Televisores Hisense
Hisense U8Q: ¿La MiniLED que ha venido a decirles a las OLED que se quiten de en medio?
Pocas veces una tele ha conseguido que me ponga a recoger mi mandíbula del suelo. Y menos aún, una MiniLED.
Mi relación con la tecnología es, como poco, complicada. Siempre busco el «pero», el resquicio, la mota de polvo en el cristal. Pero, amigos, esta Hisense U8Q me ha hecho dudar de mis propias creencias. Y no es solo por los chorrocientos nits o el diseño imponente.
Es la combinación de todo lo que te esperas de una tele de gama alta, y alguna sorpresa que no te esperas en absoluto. Así que, sin más preámbulos, preparaos para dejar la tarjeta de crédito a un lado, porque una vez que leáis esto, os va a picar el gusanillo.
Y como es mejor una imagen que mil palabras (o más), aquí tenéis el análisis en vídeo, por si queréis verlo aún más impresionante:
La primera impresión es la que cuenta (y la U8Q lo hace de diez)
Lo primero que te encuentras al abrir la caja es su peana.
Y, por el amor de Dios, qué peana.
Pesada, metálica, de esas que te dan una seguridad de que la tele no se va a ir volando con el primer golpe de aire.
Me acuerdo de la U8NQ del año pasado, y cómo me costó montar la peana porque, claro, yo soy muy de “primero la hago, luego leo las instrucciones si no funciona”. Spoiler: casi siempre acabo leyendo las instrucciones.

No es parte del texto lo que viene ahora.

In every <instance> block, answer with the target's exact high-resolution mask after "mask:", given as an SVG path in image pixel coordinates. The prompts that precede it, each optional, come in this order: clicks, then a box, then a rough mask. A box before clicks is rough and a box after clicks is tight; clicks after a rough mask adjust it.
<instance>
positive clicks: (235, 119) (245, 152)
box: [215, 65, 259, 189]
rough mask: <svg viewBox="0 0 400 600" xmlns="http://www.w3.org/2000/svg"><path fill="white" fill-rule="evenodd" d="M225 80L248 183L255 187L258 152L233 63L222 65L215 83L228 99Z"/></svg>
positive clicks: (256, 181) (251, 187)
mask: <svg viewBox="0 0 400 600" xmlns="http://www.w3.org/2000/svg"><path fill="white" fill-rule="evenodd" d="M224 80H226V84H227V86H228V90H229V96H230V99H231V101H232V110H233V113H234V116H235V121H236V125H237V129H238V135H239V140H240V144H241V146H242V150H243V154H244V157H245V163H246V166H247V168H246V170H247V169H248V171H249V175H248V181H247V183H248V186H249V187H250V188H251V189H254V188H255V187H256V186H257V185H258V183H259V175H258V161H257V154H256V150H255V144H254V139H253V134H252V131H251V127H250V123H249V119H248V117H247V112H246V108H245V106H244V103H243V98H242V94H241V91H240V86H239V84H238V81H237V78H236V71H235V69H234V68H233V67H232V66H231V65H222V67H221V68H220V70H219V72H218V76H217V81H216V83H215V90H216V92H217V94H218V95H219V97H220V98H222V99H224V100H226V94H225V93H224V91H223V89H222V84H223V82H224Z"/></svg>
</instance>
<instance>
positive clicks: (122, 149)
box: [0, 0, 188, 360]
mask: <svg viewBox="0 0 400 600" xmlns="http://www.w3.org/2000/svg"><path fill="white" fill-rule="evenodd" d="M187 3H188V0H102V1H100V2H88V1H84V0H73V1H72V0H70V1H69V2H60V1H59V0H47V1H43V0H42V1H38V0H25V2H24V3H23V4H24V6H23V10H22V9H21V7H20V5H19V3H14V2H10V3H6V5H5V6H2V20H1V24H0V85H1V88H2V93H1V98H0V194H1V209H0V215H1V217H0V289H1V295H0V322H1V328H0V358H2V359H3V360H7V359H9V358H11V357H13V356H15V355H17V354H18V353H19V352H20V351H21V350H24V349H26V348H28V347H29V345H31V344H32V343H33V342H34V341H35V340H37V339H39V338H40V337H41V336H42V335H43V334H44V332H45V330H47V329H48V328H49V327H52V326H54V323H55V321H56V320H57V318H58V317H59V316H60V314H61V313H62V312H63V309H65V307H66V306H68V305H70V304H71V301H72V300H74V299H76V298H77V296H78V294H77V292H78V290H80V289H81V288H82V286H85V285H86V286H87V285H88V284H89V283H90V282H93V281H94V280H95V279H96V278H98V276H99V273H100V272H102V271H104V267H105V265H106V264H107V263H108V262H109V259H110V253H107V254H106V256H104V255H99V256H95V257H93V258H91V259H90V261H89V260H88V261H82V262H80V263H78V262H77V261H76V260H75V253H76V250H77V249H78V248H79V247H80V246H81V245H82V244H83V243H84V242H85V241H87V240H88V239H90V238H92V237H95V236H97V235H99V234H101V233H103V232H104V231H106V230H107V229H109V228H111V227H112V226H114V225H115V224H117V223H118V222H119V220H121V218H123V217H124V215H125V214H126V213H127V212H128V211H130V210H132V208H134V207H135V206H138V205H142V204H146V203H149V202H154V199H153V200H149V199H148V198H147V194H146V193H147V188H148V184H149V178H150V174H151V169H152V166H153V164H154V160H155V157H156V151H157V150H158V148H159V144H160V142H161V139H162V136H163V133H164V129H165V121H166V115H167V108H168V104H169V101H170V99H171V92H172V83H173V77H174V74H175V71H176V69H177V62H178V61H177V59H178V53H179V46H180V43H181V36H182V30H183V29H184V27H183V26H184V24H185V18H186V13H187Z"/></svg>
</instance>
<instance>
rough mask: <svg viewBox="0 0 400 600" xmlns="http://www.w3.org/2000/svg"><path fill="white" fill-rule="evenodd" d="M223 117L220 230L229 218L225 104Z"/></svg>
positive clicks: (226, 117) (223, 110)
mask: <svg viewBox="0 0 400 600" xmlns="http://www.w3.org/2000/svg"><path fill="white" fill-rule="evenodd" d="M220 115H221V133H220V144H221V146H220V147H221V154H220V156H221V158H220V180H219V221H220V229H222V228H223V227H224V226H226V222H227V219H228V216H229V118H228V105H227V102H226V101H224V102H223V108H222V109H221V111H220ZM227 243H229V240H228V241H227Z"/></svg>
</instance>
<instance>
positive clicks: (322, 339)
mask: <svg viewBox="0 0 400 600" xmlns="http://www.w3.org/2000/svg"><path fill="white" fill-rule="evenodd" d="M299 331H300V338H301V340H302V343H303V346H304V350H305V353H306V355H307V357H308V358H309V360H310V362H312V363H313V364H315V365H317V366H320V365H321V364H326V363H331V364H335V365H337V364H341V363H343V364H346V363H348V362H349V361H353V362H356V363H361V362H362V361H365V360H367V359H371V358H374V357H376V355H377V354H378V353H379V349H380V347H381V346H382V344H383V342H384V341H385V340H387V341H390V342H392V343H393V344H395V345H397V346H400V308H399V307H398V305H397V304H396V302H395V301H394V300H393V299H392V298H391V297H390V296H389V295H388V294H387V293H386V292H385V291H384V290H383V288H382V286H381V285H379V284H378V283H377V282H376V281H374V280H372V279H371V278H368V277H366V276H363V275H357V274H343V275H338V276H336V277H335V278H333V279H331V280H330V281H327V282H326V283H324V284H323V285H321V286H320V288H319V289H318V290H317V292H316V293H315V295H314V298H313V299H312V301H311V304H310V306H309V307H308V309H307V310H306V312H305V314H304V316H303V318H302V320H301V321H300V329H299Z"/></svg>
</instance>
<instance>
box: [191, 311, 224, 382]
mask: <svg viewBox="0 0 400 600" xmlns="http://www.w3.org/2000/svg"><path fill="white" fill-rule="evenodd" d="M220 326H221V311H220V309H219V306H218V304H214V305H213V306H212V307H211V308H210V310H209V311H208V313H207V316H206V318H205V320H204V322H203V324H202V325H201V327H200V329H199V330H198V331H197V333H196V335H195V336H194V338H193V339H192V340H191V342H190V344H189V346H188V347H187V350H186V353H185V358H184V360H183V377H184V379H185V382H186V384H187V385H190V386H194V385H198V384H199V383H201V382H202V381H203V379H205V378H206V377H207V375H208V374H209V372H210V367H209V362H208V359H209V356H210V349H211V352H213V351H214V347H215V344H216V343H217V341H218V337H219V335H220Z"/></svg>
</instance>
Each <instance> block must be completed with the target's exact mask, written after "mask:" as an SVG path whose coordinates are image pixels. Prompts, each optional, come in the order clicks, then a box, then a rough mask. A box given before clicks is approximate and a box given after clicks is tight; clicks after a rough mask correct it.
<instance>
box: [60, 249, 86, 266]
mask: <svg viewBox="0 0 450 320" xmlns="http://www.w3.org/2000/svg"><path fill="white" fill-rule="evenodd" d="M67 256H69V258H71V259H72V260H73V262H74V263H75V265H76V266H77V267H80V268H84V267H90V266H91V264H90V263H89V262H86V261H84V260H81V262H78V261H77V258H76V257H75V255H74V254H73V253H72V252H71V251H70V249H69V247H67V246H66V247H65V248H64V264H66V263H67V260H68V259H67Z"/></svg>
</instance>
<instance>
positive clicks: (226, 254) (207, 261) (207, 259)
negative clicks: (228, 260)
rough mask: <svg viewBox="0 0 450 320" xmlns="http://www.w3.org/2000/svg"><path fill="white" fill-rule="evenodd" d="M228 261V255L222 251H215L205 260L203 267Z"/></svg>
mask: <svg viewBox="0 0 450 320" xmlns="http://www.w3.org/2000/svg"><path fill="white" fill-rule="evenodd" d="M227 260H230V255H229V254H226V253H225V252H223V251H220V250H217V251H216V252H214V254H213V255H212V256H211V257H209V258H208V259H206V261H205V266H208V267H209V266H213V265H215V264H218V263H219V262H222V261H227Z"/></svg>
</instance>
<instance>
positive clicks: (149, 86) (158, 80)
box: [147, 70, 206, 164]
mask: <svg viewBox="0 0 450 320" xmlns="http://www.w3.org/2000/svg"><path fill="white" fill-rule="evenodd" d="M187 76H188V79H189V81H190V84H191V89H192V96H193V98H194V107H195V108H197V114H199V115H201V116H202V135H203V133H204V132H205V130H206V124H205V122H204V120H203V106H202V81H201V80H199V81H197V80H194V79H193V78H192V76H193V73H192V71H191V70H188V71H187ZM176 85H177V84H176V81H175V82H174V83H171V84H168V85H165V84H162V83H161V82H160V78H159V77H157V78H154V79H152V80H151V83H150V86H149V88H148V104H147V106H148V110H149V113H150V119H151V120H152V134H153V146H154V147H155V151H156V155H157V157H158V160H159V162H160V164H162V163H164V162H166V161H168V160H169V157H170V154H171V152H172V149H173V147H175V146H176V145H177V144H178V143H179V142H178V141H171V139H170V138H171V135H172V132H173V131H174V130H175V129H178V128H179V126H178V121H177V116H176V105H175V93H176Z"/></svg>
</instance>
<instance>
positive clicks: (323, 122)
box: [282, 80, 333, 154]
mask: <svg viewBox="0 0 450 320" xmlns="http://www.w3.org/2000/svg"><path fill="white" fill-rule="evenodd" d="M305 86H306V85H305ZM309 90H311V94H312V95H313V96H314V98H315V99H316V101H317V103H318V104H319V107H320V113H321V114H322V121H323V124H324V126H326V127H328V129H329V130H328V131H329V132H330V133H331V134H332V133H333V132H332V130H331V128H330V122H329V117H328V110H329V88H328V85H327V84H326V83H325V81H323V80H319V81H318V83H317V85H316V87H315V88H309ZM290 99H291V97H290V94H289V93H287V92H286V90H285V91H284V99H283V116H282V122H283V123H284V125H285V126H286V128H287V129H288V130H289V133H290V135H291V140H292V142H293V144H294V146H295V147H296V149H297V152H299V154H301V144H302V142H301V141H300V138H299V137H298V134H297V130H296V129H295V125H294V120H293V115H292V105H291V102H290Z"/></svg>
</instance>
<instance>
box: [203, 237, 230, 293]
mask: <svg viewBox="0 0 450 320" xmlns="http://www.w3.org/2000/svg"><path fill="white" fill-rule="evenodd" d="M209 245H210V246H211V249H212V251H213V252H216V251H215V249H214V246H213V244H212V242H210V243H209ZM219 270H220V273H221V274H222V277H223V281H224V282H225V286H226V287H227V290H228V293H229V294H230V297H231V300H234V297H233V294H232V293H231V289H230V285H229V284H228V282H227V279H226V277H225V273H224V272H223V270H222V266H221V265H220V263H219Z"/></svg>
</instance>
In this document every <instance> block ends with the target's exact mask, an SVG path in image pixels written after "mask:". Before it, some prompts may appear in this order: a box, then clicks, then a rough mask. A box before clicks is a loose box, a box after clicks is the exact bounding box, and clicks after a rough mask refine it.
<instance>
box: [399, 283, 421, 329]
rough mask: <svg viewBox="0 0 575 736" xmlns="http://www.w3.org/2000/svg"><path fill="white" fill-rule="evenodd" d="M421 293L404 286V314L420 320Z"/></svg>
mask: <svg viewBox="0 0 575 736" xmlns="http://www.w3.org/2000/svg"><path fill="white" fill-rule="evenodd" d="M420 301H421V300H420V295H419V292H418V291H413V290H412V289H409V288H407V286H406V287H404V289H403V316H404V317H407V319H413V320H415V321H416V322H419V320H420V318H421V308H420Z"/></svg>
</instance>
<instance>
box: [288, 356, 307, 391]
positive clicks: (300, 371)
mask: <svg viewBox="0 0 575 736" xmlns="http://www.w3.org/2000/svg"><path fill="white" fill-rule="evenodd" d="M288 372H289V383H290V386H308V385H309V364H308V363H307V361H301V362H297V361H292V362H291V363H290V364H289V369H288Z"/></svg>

Pero Hisense ha aprendido la lección y ha hecho un diseño mucho más inteligente y robusto. Además, tiene dos posiciones, una de ellas pensada para los que, como yo, usamos una barra de sonido.
Un detalle que parece una tontería, pero que te ahorra un dolor de cabeza y una pelea con los cables.
Una vez montada, lo primero que me llamó la atención es su grosor. Y sí, es gruesa. No es una tele de perfil ultradelgado que se te camufla en la pared.
Pero es que no lo necesita. Su diseño es tan limpio y minimalista que, de hecho, se ve genial incluso de perfil. Y la parte trasera… ¡completamente lisa! Ideal para colgarla como si fuera un cuadro, sin protuberancias ni cacharros que sobresalgan. Es una oda al diseño funcional.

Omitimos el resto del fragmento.